In the sense of physical setting, the fence around Troy's house also contains the action of the play. Everything takes place in the yard; all of the scenes and the dialogue occur within the boundaries of the fence.
Friendship
The friendship between Troy and Bono is the first relationship shown in the
play. Their conversations provide a glimpse into Troy's thoughts. Bono has been
following Troy's lead since they met in prison more than thirty years earlier.
Troy has been a role model for Bono, but Bono serves as a conscience for Troy.
It is Bono who first alerts the audience to Troy's extramarital affair, and it
is Bono who questions the wisdom of Troy's actions. The friendship is tested
when Troy is promoted to driver and put on another route. When questioned about
his absence from Troy's house, Bono replies that it is the new job that keeps
them apart. But there is also a hint that Troy's betrayal of Rose has changed
the dynamics of their friendship.
Limitations and Opportunities
At the heart of Troy's unhappiness is his disappointment at not being able to
play professional baseball. Troy became an accomplished ball player while in
prison. He was good enough to play in the Negro leagues, but his true desire
was to play major league ball. Troy felt he was excluded because, at the time,
black players were still not accepted, but the story is more complex than Troy
wants to believe. The fifteen years that Troy spent in prison made him too old
for the major leagues. Troy ignores this argument, since to acknowledge that he
was too old is to accept partial responsibility for not being able to play; it
was his own actions that led to a fifteen year prison term, a period during
which his youth slipped away. It is easier for Troy to blame a system that
discriminates against black players than to admit that he lacked either the
talent or the youth to play major league baseball.

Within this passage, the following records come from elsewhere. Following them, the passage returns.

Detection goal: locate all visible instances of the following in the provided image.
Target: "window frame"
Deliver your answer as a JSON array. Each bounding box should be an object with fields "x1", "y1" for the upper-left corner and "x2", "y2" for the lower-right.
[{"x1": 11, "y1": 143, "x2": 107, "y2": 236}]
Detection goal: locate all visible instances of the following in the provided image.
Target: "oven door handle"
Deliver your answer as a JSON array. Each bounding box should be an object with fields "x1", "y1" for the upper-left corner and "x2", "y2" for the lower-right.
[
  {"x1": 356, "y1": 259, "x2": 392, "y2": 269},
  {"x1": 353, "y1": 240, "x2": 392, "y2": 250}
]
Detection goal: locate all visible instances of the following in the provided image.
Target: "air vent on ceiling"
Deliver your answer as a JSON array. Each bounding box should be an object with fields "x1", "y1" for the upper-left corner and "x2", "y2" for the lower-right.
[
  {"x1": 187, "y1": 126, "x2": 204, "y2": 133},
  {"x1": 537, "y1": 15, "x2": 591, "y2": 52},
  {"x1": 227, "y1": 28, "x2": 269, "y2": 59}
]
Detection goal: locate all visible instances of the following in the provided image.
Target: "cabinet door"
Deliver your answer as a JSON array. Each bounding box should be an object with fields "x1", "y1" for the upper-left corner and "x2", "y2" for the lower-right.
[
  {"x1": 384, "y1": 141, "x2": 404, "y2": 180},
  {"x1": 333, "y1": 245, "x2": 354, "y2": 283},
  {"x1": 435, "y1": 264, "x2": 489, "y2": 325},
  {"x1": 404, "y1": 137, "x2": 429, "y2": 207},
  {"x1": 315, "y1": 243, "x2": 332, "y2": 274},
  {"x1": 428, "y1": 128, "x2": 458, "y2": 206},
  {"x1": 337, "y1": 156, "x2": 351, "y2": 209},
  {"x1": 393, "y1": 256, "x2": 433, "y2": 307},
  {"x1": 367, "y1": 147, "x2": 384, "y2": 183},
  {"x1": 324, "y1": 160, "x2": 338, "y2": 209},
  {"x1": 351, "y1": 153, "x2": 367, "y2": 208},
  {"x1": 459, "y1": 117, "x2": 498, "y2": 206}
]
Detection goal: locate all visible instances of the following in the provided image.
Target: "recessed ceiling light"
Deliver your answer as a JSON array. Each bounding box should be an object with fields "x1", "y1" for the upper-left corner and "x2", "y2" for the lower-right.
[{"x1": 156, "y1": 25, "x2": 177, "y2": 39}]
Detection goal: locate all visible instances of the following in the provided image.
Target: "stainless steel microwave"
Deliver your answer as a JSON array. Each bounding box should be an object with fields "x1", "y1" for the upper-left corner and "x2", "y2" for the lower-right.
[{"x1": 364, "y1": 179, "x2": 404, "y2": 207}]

Troy's son, Cory, also has the opportunity for a better life through athletics. But Troy is so bitter over his own lack of opportunity that he holds his son back from any success he might achieve. When Cory is recruited for a college football scholarship, it is his father who forbids Cory to play. Troy is unable to accept that his son might succeed where he had failed—and Cory accuses his father of just such a motivation. But it is more than a desire to control Cory's success that is at the heart of Troy's actions. He truly fails to see that the world has changed in the past twenty years. Black men are now playing professional sports with white men. The restrictions that kept the two races apart athletically have eased. A football scholarship would mean more than playing a sport; it would be an opportunity for education and a chance to advance to a better world.
Race and Racism
In a story that Troy tells in the play, the devil is represented as a white
business owner who takes advantage of his black customers. The setting for Fences
is just before the racial tensions of the 1960s erupt. Troy is a garbage man.
He has noticed that only white men are promoted to driver, and, although he possesses
no driver's license, Troy complains about the injustice of a system that favors
one race while excluding another. Because he has complained, Troy is promoted,
but the result is that he no longer works with his friends and the camaraderie
of the workplace is lost. Troy also feels that his dream to play professional
baseball was destroyed because he was a black player in a white world. Because
he has spent a lifetime being excluded, Troy cannot see any advantage for his
son when college recruiters come to watch Cory play football. Troy cannot trust
the white man, the devil, and so, he forbids his son to play football.